Many rank-and-file union members say they are hesitant to believe in the $7K or Strike movement. Young-Min Seo, an adjunct at LaGuardia Community College who worked on the 2016 strike authorization vote campaign, said he has reservations about the movement, especially when it was so difficult to make the first campaign happen.

A demonstrator marches in the Baruch College plaza.

A demonstrator marches in the Baruch College plaza.

“I think it’s a bit too early to start saying strike,” he said, though he supports activism.

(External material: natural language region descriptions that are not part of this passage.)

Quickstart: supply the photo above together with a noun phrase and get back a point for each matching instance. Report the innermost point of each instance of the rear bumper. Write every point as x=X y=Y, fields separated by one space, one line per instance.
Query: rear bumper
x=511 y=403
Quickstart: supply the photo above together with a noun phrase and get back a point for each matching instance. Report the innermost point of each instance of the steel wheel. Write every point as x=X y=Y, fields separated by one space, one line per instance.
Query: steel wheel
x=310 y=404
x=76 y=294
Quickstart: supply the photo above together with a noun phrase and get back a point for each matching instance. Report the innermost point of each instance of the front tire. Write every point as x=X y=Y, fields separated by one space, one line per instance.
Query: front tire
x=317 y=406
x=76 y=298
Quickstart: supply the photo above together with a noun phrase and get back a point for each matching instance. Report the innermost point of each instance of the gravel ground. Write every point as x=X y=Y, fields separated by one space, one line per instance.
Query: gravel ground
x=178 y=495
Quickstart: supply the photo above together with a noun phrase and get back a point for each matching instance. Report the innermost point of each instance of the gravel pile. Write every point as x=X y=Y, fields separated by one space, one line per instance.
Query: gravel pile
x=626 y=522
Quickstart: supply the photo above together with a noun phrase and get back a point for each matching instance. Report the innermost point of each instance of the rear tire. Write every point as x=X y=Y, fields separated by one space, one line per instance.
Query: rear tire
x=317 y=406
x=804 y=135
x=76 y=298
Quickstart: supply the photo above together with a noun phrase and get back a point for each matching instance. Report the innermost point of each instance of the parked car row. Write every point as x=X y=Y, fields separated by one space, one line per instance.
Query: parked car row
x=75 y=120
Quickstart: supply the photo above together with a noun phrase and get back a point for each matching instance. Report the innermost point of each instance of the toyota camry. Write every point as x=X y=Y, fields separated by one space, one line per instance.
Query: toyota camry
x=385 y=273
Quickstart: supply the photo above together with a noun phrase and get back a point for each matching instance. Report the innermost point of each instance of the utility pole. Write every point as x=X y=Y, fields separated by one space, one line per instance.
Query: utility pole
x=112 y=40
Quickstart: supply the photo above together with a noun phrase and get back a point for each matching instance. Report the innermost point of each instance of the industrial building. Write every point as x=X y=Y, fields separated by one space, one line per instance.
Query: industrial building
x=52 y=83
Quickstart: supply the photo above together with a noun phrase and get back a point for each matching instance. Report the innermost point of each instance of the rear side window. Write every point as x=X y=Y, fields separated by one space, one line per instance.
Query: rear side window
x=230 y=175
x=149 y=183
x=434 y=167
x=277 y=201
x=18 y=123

He himself has been very active in the union, even getting arrested twice during union actions.

While the PSC does not support the $7K or Strike movement, it is difficult to deny that the movement is bringing energy to the conversation, said Carly Smith, an adjunct who represents CUNY’s roughly 12,000 adjuncts on the PSC’s contract bargaining team.

“This is undoubtedly so: there is a lot of really powerful rank-and-file organizing going on and some real anger at our working conditions,” Smith said. “People are desperate. We are feeling the crisis every single day.”

No matter their position on a strike vote, professors who spoke with the Eagle said that the lack of pay for adjuncts ultimately impacts the education of the 274,000 students enrolled in CUNY. About 42 percent of the students come from households that earn less than $20,000, according to CUNY enrollment data.

“We're only at CUNY because of the students, because we believe in the students. We've chosen to be at CUNY for that reason,” Bowen said.

When professors have non-competitive salaries, the whole campus suffers and adjuncts have to rush from the classroom to their second job, like babysitting, she said.

“That is hurting students,” she said.